My ley line that had kept me connected to you for a lifetime had fractured under the pressure of my spiritual reconfiguration, and I felt lesser for it. Instead of coming into the building eager to worship in community as I once had, I now attended each week inwardly braced for a fight. Who would I need to challenge? What twisted principles and cultural interpretations would I need to call out? Sundays became exhausting, and the gap between us continued to widen. So here I stood, more than a little weary and a bit worse for wear, looking out at the pews and the buildings and the manuals, asking Jesus what was still here for me.
He showed me you.
He showed me how you brought me flowers because you were thinking of me even though you didn’t know that my day was a hard one.
He showed me how you loved my children and made sure they had a Primary teacher they could feel comfortable with.
He showed me how you now thought a little differently because in Sunday School I advocated for a marginalized group and how I was softened by your reply.
He reminded me that my thoughts and responses and beliefs would be incomplete without you, you who might disagree, contradict, or live your covenants differently from how I live mine.
Like the Spirit of the Lord showing Nephi his father’s dream, Jesus showed me his, person by person, all of us found in the overlapping circles of my Portland suburb ward. The Healer, as is his way, mended that ley line tying me to Zion, and I saw the path reforge in such a way that who I am with myself and with my God is not incongruent with who I can be with you.

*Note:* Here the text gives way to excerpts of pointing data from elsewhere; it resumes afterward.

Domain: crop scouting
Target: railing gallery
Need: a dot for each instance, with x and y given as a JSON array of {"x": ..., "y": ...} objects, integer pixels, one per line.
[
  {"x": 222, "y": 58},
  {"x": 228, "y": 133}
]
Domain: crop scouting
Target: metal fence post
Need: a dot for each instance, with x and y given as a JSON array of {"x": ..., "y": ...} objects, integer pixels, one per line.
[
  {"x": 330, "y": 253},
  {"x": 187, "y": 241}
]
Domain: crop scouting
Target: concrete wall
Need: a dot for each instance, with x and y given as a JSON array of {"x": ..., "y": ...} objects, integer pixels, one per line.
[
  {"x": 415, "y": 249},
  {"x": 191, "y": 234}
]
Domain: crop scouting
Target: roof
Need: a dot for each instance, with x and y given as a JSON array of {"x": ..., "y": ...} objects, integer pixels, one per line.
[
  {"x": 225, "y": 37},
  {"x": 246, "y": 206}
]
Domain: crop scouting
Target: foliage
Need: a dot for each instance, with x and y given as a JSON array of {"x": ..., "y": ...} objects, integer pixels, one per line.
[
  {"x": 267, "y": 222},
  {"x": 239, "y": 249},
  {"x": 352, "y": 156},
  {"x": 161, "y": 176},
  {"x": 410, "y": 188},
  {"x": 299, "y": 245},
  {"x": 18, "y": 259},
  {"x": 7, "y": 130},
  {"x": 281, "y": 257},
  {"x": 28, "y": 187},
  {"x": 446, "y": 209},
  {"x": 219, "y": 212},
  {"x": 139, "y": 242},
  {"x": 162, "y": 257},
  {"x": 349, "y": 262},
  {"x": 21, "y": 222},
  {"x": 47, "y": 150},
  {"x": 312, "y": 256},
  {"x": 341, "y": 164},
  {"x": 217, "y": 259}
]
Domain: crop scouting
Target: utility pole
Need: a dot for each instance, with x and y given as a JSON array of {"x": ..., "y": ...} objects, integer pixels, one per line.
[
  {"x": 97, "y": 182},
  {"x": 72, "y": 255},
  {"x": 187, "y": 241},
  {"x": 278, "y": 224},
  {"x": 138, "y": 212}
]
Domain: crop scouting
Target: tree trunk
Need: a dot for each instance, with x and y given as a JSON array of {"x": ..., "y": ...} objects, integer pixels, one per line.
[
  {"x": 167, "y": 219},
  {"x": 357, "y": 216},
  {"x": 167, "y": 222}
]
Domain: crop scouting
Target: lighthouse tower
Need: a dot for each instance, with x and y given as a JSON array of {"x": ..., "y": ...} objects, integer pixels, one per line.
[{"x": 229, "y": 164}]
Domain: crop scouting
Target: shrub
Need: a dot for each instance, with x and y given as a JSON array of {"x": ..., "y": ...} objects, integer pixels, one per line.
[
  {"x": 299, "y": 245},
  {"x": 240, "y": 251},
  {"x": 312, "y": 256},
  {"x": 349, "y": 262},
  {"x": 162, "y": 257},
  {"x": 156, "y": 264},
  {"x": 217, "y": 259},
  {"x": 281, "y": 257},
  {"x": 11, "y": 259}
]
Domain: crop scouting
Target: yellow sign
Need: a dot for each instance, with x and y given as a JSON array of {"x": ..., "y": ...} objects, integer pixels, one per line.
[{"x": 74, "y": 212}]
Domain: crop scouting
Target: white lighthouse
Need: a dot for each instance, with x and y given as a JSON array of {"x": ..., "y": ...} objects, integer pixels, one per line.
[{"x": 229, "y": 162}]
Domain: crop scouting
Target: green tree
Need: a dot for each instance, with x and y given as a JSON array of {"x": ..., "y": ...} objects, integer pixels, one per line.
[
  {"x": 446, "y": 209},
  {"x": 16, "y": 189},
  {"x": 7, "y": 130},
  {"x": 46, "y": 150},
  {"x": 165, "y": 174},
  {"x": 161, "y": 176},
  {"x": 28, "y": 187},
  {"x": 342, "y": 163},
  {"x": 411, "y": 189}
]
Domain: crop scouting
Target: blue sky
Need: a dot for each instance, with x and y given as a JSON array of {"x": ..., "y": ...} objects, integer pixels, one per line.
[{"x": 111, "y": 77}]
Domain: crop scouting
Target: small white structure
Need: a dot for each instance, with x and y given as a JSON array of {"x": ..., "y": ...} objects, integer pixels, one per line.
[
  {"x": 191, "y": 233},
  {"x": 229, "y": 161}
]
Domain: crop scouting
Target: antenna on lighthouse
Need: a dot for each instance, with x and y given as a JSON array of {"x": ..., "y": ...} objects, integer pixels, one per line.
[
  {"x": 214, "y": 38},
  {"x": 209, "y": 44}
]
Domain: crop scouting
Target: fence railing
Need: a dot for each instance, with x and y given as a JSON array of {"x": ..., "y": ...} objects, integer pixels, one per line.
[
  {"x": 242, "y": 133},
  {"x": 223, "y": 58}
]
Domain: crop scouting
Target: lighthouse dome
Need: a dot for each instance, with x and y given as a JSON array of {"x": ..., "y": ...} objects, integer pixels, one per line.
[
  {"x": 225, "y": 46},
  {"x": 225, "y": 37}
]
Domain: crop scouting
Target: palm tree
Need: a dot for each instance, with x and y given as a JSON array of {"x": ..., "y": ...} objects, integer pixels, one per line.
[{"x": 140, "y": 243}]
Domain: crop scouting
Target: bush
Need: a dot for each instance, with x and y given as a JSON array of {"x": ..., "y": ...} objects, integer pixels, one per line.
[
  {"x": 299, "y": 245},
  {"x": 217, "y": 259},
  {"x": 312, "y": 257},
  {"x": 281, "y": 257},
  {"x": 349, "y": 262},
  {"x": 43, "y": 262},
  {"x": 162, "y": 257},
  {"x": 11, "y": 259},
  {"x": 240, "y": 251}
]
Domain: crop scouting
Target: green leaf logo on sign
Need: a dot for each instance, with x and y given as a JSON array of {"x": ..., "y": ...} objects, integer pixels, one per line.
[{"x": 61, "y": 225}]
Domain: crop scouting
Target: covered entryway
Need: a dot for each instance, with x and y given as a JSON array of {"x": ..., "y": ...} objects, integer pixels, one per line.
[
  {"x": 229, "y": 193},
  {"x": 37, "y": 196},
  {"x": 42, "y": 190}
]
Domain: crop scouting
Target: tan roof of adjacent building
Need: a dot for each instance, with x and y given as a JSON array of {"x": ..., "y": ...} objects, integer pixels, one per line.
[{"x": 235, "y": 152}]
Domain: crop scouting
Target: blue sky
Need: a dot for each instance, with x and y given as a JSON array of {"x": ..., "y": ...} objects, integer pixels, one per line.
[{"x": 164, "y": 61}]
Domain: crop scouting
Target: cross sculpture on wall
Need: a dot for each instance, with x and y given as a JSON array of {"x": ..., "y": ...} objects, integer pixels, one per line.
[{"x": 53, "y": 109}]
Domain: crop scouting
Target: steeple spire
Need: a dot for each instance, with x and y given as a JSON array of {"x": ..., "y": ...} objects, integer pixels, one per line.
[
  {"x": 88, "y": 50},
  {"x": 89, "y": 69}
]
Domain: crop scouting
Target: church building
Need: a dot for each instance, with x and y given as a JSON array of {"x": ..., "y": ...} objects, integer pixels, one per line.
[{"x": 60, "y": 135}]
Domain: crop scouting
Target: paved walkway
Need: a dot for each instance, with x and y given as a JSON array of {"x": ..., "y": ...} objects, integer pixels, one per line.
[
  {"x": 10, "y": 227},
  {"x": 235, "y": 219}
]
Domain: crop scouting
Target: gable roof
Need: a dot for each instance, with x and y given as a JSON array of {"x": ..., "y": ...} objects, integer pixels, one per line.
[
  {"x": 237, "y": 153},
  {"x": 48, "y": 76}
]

While once I felt like I was too Mormon for some people and not Mormon enough for everyone else, I now feel like I am just the right kind of Mormon for what I like to call a delusional Zion. And I mean delusional in the most creative and expansive way. When I think of my biggest, most fanciful dreams for heaven, I see a home for everyone together. God wants to create with us, and why not create heaven here, right now? That’s what Zion is supposed to be: heaven. What if heaven could be even better than we’ve imagined? And what if we tried to make it so here? Where once I felt like I didn’t belong anywhere, now I see that I could actually belong anywhere I choose.
And I want to belong with you.
My vision of Zion goes beyond church membership records. I see a future where anyone who wants to belong to each other can, if we desire it and choose it and work for it. I want to belong with my ward members and my ex-Mormon friends and my friends who don’t go to church for myriad and valid reasons. I want to belong with my neighbors and my family and my in-laws and my kids’ friends and all the people I disagree with, because you—all of you, irrespective of membership or belief or creed or voting record—make me want to love more fully.